I am having some challenges interpreting Song of Songs 2:7 in terms of verb-subject-object gender matching.
The verse reads (KJV):
I charge you, O ye daughters of Jerusalem, by the roes, and by the hinds of the field, that ye stir not up, nor awake my love, till he please.
But this is the peculiar thing in the Hebrew:
"I charge you" is not an imperative. It is just a normal Hifil perfect 1st person singular. But the interesting part is that the "you" (אֶתְכֶ֜ם) is a MASCULINE PLURAL on the direct object marker and thus clearly the object of the verb.
But this seems to be a charge to the "Daughters of Jerusalem" (בְּנ֤וֹת יְרוּשָׁלִַ֙ם֙). This is clearly a FEMININE PLURAL. This does not match the YOU which is the object of the verb.
Later on, the "do not stir" and "do not awake" are piel-imperative (intensified commands) and 2nd MASCULINE PLURAL. This seems to be refering back to the YOU after "I charge you."
So what is up with the gender here. Is the female voice here referring to the daughters of Jerusalem as all the translations seem to indicate or what? Why is there this screwy gender swapping on the YOU (MASCULINE PLURAL) which is the object of the first verb and the receiver of the imperatives? How does the purely feminine plural "Daughters of Jerusalem" fit into this sentence?

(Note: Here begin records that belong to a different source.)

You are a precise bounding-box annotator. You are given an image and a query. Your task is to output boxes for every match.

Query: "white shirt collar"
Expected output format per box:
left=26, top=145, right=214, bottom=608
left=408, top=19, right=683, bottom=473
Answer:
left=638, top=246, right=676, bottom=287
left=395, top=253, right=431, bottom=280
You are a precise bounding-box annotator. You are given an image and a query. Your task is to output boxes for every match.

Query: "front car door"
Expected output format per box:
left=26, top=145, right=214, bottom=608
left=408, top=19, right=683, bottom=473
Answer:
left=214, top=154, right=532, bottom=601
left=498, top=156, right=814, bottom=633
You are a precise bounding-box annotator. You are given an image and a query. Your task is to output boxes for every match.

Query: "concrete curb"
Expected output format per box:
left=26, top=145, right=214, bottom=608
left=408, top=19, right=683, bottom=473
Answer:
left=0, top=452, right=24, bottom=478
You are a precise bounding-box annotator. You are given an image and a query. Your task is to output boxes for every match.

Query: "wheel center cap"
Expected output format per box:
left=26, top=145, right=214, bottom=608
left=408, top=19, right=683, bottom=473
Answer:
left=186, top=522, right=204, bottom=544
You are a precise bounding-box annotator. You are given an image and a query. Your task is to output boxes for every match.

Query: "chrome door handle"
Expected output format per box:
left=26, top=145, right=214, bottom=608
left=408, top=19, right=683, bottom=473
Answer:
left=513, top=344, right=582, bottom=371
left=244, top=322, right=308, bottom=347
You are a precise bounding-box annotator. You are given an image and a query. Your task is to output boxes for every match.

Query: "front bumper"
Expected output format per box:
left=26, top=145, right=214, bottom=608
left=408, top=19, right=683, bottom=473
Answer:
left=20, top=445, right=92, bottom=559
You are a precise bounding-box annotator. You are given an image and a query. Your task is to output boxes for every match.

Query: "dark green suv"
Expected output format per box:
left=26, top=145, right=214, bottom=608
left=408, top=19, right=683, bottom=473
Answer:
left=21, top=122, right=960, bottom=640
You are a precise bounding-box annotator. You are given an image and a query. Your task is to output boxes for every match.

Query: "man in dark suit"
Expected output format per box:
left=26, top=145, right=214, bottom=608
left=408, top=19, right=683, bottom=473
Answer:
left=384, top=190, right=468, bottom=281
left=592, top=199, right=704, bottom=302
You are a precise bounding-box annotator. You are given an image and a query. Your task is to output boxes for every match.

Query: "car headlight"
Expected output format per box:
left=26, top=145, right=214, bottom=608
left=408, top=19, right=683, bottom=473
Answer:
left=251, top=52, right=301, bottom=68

Sometimes the Hebrew bible flips from female plural to male plural as male plural is seen as more abstract. Another example of this is "וּמִ֨תּוֹכָ֔הּ דְּמ֖וּת אַרְבַּ֣ע חַיּ֑וֹת וְזֶה֙ מַרְאֵֽיהֶ֔ן דְּמ֥וּת אָדָ֖ם לָהֵֽנָּה׃ וְאַרְבָּעָ֥ה פָנִ֖ים לְאֶחָ֑ת וְאַרְבַּ֥ע כְּנָפַ֖יִם לְאַחַ֥ת לָהֶֽם׃" "And from within it was the appearance of four creatures and this is their (female plural) appearance: they (female plural) each had the appearance of man; there were four faces on one and four wings on one, for each of them (male plural)" (Ezekiel 1:5-6). The word חיות is feminine plural and it referred to as הן and הנה in the first verse which are both female plural, but in the second verse it flips to describing them as הם which is male plural. In both of these cases, the male plural pronoun is talking about the same collection as the female plural pronoun.